Progettando un albero per la gamification, integra la possibilità di ripristinare le abilità mantenendo l'esperienza accumulata e la possibilità di ridistribuire nuovamente le abilità. Questa funzione solleverà gli utenti dalla responsabilità eccessiva nella distribuzione delle abilità, offrendo l'opportunità di adattare il programma di fidelizzazione ai cambiamenti nella vita dell'utente. La nascita di un bambino, un trasferimento in un'altra città, un avanzamento o una riduzione del lavoro, le fluttuazioni del cambio dollaro — numerosi fattori influenzano cambiamenti significativi nelle abitudini di consumo. La funzione di ripristino delle abilità permetterà al sistema di rimanere pertinente in tali situazioni. Tuttavia, non rendere questa funzione troppo accessibile, altrimenti gli utenti potrebbero semplicemente ripristinare le abilità alla cassa prima di pagare, scegliendo quelle necessarie al momento e privando il sistema del suo significato originale. È normale offrire questa possibilità una volta all'anno, dopo le festività di Capodanno o per il compleanno dell'azienda.
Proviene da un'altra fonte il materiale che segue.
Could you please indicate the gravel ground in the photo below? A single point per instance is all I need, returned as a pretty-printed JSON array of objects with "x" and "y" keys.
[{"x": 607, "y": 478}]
Pensa alla meccanica di accumulo dei punti nel sistema. Un punto varrà un rublo? O mille rubli? È opportuno prevedere nel sistema la possibilità di un coefficiente di accumulo dei punti maggiore in determinati periodi o per determinati prodotti? È possibile utilizzare questi punti per pagare i prodotti invece di sbloccare le abilità? O i punti bonus e quelli necessari per sbloccare le abilità saranno entità diverse nel sistema?

Un aspetto importante è da cosa sarà composto l'albero delle abilità? Quali bonus integrerai? Ci saranno livelli per le abilità? Ad esempio, un'abilità di primo livello offre uno sconto del 1%, mentre la stessa abilità di quinto livello offre già il 5%. Ma non limitarti solo a questi bonus: sia nei giochi che nella gamification, un albero simile risulterebbe noioso. Aggiungi nuove funzioni e possibilità, e non limitarti a migliorare quelle esistenti. Ad esempio, nell'albero si può sbloccare l'accesso alla cassa senza fila, o un invito a saldi esclusivi, o altre opportunità esclusive. L'albero delle abilità nei programmi di fidelizzazione non riguarda solo sconti su beni e servizi. L'albero delle abilità nel gioco deve stimolare i giocatori ad esplorare contenuti nuovi, mentre nel programma di fidelizzazione deve incentivare acquisti aggiuntivi in diverse categorie di prodotti.

Chi può utilizzare questa meccanica per la gamification dei programmi di fidelizzazione? A mio avviso, le piccole, medie e grandi imprese che operano nel settore B2C e offrono almeno cinque (meglio dieci) tipologie di beni e servizi. Pizza, noodles, sushi e rotoli sono diversi tipi di beni nel mio modo di vedere. La rasatura della barba, dei baffi e dei capelli, il taglio dei capelli per bambini e la colorazione dei capelli sono diversi tipi di servizi. Scarpe rosse o verdi, pizza Margherita e pizza barbecue sono la stessa tipologia di beni. A mio avviso, un albero delle abilità composto da bonus su uno o due tipi di beni non è necessario. In questa situazione, è più semplice utilizzare un programma di fidelizzazione classico.

Il problema nella progettazione e implementazione di un sistema del genere, a mio avviso, è la mancanza delle competenze necessarie nell'azienda proprietaria. È difficile rendere l'albero delle abilità economicamente efficace con il solo reparto marketing, senza esperienza nella gamification e, soprattutto, senza un game designer con esperienza nell'equilibrio di tale sistema. Tuttavia, non è necessario assumere nuovi dipendenti per questo; gran parte delle attività può essere gestita con lavoro remoto e consulenze.

Grazie a tutti coloro che hanno letto l'articolo fino alla fine, spero che le informazioni in esso contenute siano state utili. Sarò felice se condividerete esperienze, problemi e pensieri interessanti sulla gamification dei programmi di fidelizzazione e dei sistemi di apprendimento nei commenti.